A fiduciary is a person or entity that uses discretion in administering and managing an employee benefit plan or controls the plan’s assets. The standards that a fiduciary of a private company’s employee benefit plan must follow are set forth by the Employee Retirement Income Security Act (ERISA).
What are the fiduciary responsibilities?
- Act solely in the interest of plan participants and their beneficiaries
- Carry out duties with a cautious outlook
- Follow the terms of the plan document
- Diversify plan investment options
- Only pay reasonable plan expenses
How can you limit the fiduciaries’ liability?
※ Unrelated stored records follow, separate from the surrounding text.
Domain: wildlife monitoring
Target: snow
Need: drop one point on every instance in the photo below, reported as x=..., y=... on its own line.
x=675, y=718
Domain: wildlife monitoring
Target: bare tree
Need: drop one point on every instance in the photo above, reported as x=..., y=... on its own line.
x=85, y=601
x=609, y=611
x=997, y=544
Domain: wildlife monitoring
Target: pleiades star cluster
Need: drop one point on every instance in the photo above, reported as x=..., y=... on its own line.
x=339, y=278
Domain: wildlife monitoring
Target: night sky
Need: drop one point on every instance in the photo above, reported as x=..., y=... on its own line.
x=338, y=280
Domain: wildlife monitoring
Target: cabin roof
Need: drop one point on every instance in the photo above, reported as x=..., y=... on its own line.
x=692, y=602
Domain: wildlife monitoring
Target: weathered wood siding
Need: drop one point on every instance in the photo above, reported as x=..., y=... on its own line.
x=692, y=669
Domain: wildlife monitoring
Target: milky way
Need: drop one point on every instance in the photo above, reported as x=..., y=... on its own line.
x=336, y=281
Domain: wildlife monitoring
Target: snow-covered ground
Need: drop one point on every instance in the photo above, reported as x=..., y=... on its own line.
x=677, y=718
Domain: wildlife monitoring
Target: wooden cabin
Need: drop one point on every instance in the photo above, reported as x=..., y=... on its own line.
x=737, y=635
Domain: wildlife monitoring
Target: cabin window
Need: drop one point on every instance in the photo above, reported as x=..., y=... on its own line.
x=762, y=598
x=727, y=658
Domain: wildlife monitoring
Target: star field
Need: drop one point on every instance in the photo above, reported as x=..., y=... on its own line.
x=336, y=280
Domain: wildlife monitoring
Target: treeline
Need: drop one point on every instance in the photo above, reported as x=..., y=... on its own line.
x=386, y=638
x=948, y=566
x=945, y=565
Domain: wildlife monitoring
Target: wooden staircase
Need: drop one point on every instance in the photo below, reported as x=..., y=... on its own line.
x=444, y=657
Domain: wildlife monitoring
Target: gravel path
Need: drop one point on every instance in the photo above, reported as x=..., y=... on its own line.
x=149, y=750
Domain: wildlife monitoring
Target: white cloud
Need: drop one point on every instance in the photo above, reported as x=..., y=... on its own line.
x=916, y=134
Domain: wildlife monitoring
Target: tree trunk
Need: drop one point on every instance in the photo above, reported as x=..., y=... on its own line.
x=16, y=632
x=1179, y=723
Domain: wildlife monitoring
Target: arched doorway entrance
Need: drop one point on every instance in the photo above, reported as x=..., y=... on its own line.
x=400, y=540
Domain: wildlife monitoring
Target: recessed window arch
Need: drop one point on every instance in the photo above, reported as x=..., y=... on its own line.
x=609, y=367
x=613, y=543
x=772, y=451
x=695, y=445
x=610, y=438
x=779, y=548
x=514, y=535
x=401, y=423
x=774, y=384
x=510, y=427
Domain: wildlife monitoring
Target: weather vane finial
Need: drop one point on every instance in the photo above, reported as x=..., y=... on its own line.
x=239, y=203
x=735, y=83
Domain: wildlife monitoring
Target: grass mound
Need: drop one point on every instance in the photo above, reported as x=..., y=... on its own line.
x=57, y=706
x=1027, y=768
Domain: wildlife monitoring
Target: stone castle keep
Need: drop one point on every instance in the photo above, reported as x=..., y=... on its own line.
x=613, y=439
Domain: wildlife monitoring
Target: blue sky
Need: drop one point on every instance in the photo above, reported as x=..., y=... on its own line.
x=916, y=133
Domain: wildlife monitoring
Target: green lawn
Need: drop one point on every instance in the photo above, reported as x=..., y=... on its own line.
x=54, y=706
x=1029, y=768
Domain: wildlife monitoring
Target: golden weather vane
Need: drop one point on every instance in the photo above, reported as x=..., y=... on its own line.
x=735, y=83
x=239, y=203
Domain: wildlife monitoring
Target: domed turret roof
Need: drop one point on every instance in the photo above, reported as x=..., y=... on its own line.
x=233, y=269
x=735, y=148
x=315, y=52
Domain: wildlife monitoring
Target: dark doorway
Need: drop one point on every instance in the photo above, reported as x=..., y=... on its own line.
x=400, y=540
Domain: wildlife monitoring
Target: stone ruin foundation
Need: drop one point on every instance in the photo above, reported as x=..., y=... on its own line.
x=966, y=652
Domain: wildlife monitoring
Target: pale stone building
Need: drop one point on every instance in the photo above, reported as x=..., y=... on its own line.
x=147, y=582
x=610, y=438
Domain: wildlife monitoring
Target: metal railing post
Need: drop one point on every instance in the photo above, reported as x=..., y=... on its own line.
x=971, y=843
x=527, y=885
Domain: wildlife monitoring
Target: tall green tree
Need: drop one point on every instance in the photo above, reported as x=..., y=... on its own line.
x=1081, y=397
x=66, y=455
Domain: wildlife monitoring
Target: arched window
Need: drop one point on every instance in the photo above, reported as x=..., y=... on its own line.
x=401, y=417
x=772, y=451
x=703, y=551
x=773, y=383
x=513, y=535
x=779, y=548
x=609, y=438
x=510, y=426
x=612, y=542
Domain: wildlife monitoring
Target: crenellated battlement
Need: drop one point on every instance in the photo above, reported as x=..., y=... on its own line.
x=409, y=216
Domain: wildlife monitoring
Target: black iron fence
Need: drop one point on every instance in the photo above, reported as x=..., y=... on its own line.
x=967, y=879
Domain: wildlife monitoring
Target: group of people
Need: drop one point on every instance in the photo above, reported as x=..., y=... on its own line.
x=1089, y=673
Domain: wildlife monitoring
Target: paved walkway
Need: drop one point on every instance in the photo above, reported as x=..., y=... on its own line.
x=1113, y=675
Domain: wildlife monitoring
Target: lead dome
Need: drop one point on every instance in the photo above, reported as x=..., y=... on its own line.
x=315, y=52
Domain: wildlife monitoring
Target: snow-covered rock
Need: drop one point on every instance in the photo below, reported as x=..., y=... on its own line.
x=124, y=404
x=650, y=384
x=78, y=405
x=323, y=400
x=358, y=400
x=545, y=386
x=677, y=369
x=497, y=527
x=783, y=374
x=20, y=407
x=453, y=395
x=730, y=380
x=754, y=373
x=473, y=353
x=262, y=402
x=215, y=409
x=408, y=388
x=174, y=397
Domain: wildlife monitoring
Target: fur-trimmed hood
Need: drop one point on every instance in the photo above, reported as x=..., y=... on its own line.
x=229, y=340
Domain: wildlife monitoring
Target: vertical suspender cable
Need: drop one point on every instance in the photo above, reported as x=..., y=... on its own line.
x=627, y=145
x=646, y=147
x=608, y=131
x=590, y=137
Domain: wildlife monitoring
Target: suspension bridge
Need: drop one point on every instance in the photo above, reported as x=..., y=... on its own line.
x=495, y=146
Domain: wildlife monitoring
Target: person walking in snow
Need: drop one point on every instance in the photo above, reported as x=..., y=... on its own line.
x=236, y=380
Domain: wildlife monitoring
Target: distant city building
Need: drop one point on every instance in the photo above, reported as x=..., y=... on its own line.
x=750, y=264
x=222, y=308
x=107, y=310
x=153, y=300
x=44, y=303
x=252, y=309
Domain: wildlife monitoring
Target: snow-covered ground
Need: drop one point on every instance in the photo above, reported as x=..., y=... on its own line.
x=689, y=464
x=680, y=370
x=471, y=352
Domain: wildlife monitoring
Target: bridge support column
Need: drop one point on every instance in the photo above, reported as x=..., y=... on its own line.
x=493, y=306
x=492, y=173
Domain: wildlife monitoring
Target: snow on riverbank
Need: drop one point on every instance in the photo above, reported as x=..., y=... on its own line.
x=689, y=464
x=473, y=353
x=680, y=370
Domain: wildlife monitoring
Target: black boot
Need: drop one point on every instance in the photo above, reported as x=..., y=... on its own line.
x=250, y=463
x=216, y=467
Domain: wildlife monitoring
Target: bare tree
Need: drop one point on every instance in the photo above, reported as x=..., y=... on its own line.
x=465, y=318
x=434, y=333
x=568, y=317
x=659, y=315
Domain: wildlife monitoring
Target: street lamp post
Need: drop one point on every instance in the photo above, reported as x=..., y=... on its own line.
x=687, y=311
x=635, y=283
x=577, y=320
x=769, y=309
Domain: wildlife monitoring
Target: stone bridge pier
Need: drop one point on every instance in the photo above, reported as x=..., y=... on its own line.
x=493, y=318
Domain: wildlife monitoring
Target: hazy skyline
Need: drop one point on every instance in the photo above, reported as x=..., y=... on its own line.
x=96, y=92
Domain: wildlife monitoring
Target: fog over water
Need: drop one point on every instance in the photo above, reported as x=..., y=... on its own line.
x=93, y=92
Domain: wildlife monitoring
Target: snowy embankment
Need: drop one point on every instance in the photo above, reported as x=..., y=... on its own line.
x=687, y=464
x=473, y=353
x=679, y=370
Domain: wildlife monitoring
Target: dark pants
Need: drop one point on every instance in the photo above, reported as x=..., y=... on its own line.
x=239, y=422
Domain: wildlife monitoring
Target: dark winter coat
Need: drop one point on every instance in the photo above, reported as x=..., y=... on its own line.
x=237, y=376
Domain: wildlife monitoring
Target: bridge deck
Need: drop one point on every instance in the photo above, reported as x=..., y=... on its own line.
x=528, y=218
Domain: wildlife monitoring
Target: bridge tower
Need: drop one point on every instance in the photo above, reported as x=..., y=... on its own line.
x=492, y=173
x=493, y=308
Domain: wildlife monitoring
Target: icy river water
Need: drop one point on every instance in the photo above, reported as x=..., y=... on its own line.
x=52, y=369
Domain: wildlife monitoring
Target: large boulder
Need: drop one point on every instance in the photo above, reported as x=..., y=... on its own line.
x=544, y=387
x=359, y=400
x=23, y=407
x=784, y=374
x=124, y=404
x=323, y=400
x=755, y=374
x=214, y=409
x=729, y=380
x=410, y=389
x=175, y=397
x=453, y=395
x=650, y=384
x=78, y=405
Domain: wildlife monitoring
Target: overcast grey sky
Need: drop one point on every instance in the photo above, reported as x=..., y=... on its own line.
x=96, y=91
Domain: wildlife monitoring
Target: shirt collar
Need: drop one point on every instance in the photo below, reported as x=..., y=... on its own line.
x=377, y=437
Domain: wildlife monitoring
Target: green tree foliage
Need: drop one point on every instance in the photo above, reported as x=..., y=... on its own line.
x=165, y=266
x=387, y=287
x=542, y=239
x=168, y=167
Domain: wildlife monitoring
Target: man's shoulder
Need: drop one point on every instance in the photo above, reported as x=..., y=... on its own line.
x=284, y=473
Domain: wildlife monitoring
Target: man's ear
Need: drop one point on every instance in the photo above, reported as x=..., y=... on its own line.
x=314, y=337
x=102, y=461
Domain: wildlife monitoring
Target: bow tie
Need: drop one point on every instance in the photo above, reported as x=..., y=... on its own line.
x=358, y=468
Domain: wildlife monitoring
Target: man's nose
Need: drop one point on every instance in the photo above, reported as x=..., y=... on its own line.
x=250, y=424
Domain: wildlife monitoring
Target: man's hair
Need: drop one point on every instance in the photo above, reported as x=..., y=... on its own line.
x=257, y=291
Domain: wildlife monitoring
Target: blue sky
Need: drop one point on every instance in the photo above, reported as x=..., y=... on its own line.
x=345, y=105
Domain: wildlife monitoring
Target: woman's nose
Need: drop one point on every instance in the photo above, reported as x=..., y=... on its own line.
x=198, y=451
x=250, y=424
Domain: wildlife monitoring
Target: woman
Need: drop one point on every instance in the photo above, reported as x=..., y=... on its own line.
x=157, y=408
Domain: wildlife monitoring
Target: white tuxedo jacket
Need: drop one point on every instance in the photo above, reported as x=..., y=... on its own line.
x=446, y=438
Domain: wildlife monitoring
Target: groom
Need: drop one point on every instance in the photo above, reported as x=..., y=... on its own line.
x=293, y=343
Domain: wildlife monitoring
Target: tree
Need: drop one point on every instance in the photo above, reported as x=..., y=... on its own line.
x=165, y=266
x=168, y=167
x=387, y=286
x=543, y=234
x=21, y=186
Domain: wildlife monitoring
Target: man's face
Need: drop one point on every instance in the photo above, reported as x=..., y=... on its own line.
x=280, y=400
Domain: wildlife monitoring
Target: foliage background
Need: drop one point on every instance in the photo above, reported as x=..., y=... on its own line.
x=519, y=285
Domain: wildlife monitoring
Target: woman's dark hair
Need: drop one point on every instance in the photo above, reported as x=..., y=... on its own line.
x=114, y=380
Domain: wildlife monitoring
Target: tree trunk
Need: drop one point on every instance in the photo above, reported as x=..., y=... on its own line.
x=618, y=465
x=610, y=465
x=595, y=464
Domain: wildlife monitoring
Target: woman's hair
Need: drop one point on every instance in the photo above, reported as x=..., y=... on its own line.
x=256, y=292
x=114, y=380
The most important way to limit the fiduciary’s liability is to document decisions that are made regarding the employee benefit plan and why those decisions were made. If the responsibilities are not met, the fiduciary may be personally liable to restore any losses to the plan, or to restore profits made through improper use of the plan’s assets. There are also two options that help mitigate liability:
- ERISA Fidelity Bond – This bond restores losses by a plan due to fraudulent acts or dishonesty in handling plan assets. This may be required for qualified employee benefit plans and is calculated at 10% of assets held in the plan with a maximum of $500,000 (maximum of $1,000,000 for plans that hold stock of the plan sponsor).
- Fiduciary Insurance – This is an insurance policy that protects the plan fiduciary from breach of required responsibilities under ERISA.
Following are just a few examples of the responsibilities of fiduciaries:
- Employee contributions should be remitted in a timely manner. This means as soon as it is reasonably possible to segregate the contributions from company assets, but no later than the 15th business day of the month following the payday.
- When hiring a new service provider, it is the fiduciary’s responsibility to consider several options and compare such things as financial condition, experience, professional qualifications, performance, fees and plan management.
- Continuously monitor plan fees and expenses to ensure that they are reasonable.
- Avoid prohibited transactions with related parties.
- Sufficiently inform participants and beneficiaries about the plan and its assets.